-111 m unter dem Eis

SuuntoDiveJune 12 2015

Nach acht Monaten der Erkundung Grönlands erweitern die Mitglieder des Under the Pole-Teams ihre Grenzen beim Eistauchen in neue Tiefen.

Der Abstieg dauerte nur fünf Minuten, aber das kleine Loch, das 111 Meter darüber ins Eis gegraben wurde, würde einen zweistündigen Rückweg erfordern – bei Temperaturen unter Null.

In der eisigen Dunkelheit 111 m unter der Oberfläche lächelten sich Martin Mellet und Ghislain Bardout und der Rest des Under the Pole-Teams an – sie hatten gemeinsam einen schwierigen neuen „Gipfel“ erreicht.


© Lucas Santucci/Under the Pole

Wie ambitionierte Alpinisten, die den nächsten Gipfel erreichen wollen, sind sie immer versucht, zum nächsten Gipfel unter ihnen abzusteigen. Anders als beim Alpinismus gibt es beim Tiefseetauchen jedoch keinen endgültigen Gipfel. Je tiefer man taucht, sagt Martin, desto komplizierter wird der Tauchgang, ohne dass das Verlangen nach einem endgültigen Ziel gestillt wird.

„Diese Frustration ist eine starke Motivation zum Tieftauchen, aber auch eine gefährliche, weil man ständig den Drang kontrollieren muss, weiter zu gehen“, sagt er.

Nur zwei Dinge würden ihre sichere Rückkehr gewährleisten: ihr gegenseitiges Vertrauen und die dünne Rettungsleine, die sie zurück zum Loch in der Eisdecke führte. „Wir gelangen durch ein kleines Loch im Eis ins Wasser, und diese Öffnung ist unser einziger Ausweg“, schrieb Martin nach dem Tauchgang. „Wenn wir die Rettungsleine, die uns mit dem Loch verbindet, aus den Augen verlieren, kann es nur in einer Tragödie enden.“


© Lucas Santucci/Under the Pole

Die Sicht war schlecht, als sie mit dem Abstieg begannen, aber ihre Stimmung war gut. Nach acht Monaten harter Arbeit und gemeinsamen Tauchgängen im Rahmen der Under the Pole-Expedition hatten Martin und Ghislain ein Vertrauensverhältnis aufgebaut, das einen solch riskanten Tauchgang möglich machte.

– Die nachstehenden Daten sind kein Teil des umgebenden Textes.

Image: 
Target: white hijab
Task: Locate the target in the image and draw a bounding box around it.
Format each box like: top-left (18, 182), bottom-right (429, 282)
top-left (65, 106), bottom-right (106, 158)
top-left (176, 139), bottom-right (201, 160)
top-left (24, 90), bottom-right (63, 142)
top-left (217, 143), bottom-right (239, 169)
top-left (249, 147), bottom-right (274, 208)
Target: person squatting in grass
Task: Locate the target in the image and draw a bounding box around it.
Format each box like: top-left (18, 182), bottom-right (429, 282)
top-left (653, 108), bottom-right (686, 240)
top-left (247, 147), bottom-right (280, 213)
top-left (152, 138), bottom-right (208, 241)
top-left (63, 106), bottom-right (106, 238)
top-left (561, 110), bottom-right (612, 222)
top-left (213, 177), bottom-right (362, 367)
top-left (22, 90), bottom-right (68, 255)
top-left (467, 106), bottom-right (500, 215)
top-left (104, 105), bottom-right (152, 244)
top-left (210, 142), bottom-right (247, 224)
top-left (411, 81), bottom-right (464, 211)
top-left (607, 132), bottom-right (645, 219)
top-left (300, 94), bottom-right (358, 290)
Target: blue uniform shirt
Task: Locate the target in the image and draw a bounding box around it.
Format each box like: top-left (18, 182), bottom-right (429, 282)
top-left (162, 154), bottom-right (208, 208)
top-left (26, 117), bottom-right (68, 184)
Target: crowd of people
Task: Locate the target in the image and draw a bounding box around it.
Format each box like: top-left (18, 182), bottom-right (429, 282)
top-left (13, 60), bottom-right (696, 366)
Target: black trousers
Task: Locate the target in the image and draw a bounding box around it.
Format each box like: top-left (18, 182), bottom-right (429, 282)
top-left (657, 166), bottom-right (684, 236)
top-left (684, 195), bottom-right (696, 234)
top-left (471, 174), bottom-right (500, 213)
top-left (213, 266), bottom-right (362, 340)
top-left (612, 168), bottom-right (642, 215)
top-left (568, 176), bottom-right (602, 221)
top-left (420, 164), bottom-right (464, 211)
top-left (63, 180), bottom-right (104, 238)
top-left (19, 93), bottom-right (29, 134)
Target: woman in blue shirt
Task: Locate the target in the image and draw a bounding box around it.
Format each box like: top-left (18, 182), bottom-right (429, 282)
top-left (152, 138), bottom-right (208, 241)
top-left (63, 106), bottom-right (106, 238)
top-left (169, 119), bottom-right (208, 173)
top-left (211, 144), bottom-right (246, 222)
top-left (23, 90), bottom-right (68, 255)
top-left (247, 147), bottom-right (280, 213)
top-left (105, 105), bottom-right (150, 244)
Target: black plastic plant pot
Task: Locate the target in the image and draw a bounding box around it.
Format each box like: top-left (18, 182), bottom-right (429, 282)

Beim Abstieg auf 90 Meter waren sie an einer steilen, beruhigenden Felswand entlanggetaucht. Danach endete die Klippe, und vor ihnen breitete sich der weite Ozean aus. „Alles war ruhig und still, unglaublich berauschend“, sagt Ghislain. „Wir tauchen, weil wir diesen Moment erleben wollen, in dem alles Unwichtige einfach verschwindet und alles, was wir fühlen, durch unsere geschärften Sinne plötzlich verstärkt wird.“


© Lucas Santucci/Under the Pole

Auf 111 m hielten sie an und betrachteten ihre Umgebung und die Situation. Weiterzugehen war nicht nötig; sie waren bereits tief genug.

„Dort zu sein, 111 Meter unter dem Meereis und den Eisbergen, ist eine große Sache – in dieser extremen Tiefe stand unser Leben auf dem Spiel“, sagt Ghislain. „Wie ein Bergsteiger, der seinen Gipfel erreicht hat, hatten wir gerade unseren erreicht, und es war Zeit aufzusteigen.“

Um eine Dekompression zu vermeiden, dauerte der Rückweg zwei Stunden, davon 1 Stunde und 30 Minuten in 12 Metern Tiefe. So konnten sie sich auf dem Weg nach oben Zeit lassen und die dunklen Konturen der riesigen Eisberge über ihnen besser genießen.

„Nach etwas mehr als zwei Stunden kamen wir einer nach dem anderen aus dem Loch und betraten eine andere Welt, in der uns das Team mit einem zufriedenen Lächeln, Kuchen und heißem Tee begrüßte“, sagt Ghislain.